A week may be a long time in the politics of some countries, but six or seven years is no time at all in Lebanon. In February 2005, former prime minister Rafiq Hariri was killed in an explosion on Beirut’s corniche, but the incident is still a raw issue that continues to cause problems for the country’s politicians.
Unfortunately, it is the whole of Lebanon that is suffering as a result, with domestic political instability combining with regional turmoil to undermine the economy.
In January, the coalition led by Saad Hariri collapsed over its dealings with the Special Tribunal for Lebanon (STL), the UN body investigating the murder. Now the government of Najib Mikati is also under pressure. He managed to keep his cabinet from disintegrating in November when he paid Lebanon’s share of the STL’s costs, but further problems lie in store.
In March 2012, the current mandate of the STL will end and Beirut will be under enormous pressure to agree to the tribunal continuing its work.
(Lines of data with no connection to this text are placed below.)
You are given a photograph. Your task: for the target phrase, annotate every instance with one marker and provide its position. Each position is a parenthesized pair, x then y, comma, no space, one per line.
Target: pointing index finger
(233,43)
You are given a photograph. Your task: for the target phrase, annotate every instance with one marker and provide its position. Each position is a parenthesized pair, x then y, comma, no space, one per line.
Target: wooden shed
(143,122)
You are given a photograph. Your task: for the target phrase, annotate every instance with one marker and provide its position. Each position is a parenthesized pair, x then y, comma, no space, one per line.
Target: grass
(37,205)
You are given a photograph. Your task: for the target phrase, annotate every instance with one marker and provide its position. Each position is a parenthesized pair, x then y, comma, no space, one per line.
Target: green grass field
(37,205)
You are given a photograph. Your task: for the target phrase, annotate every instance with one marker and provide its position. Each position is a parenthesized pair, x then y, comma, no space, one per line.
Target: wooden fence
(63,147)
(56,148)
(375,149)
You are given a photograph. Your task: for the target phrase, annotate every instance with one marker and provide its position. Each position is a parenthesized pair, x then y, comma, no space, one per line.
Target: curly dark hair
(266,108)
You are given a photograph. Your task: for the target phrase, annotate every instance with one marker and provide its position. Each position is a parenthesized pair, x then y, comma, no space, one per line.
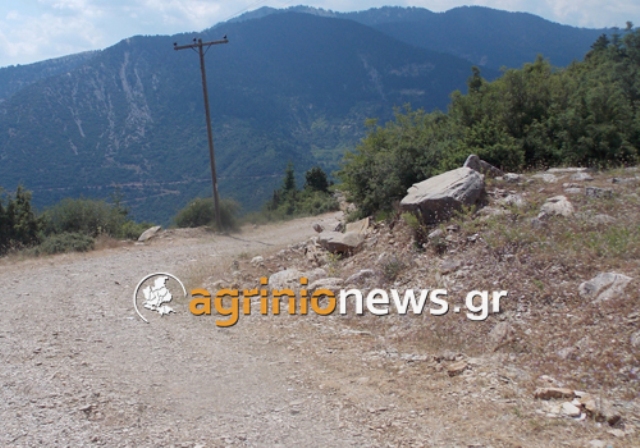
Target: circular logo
(157,294)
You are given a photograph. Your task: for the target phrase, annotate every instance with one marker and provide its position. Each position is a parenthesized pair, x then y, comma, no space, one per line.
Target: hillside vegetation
(585,115)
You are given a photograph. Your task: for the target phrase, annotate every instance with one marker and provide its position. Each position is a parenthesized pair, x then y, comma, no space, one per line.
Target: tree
(316,180)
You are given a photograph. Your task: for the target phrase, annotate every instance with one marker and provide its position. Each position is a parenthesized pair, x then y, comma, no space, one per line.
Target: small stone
(617,433)
(570,409)
(603,219)
(548,393)
(448,266)
(546,177)
(512,177)
(604,286)
(457,368)
(501,332)
(595,192)
(149,233)
(360,276)
(582,176)
(635,339)
(557,205)
(625,180)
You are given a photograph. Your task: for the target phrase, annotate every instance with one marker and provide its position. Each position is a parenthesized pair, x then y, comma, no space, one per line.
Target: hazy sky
(34,30)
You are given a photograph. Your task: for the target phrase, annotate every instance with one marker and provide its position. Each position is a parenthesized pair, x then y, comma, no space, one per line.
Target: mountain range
(292,85)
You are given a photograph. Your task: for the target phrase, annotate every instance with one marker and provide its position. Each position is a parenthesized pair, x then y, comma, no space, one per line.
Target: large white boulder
(436,198)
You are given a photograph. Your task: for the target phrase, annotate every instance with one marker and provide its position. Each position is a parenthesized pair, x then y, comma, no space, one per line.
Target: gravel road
(79,368)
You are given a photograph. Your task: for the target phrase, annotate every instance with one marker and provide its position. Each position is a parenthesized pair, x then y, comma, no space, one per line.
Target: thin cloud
(42,29)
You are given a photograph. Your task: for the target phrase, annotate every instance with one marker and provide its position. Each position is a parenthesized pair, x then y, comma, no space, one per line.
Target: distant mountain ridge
(16,77)
(484,36)
(293,85)
(288,87)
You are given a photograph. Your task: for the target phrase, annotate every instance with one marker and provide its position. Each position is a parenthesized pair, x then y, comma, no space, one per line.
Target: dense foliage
(313,199)
(587,114)
(200,212)
(19,225)
(70,225)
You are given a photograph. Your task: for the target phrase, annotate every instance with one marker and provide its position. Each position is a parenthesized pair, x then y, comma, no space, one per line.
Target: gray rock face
(512,177)
(287,279)
(549,178)
(582,176)
(361,226)
(361,276)
(604,286)
(557,205)
(475,163)
(149,233)
(436,198)
(635,339)
(333,284)
(335,242)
It will not be straightforward getting Hezbollah, which is in the cabinet, to agree, but the cost of not signing up could well be sanctions by the US and the EU.
The chances of a compromise would increase if the Syrian regime collapsed, which would remove key support for Hezbollah. In the absence of that, it is not clear what course Mikati can take, but he will need to show some deft political footwork.
The real tragedy for Lebanon is that the energy and time its political leaders expend on dealing with the STL means less time dealing with the far more important issues of the stuttering domestic economy and the slowly unfolding tragedy next door in Syria.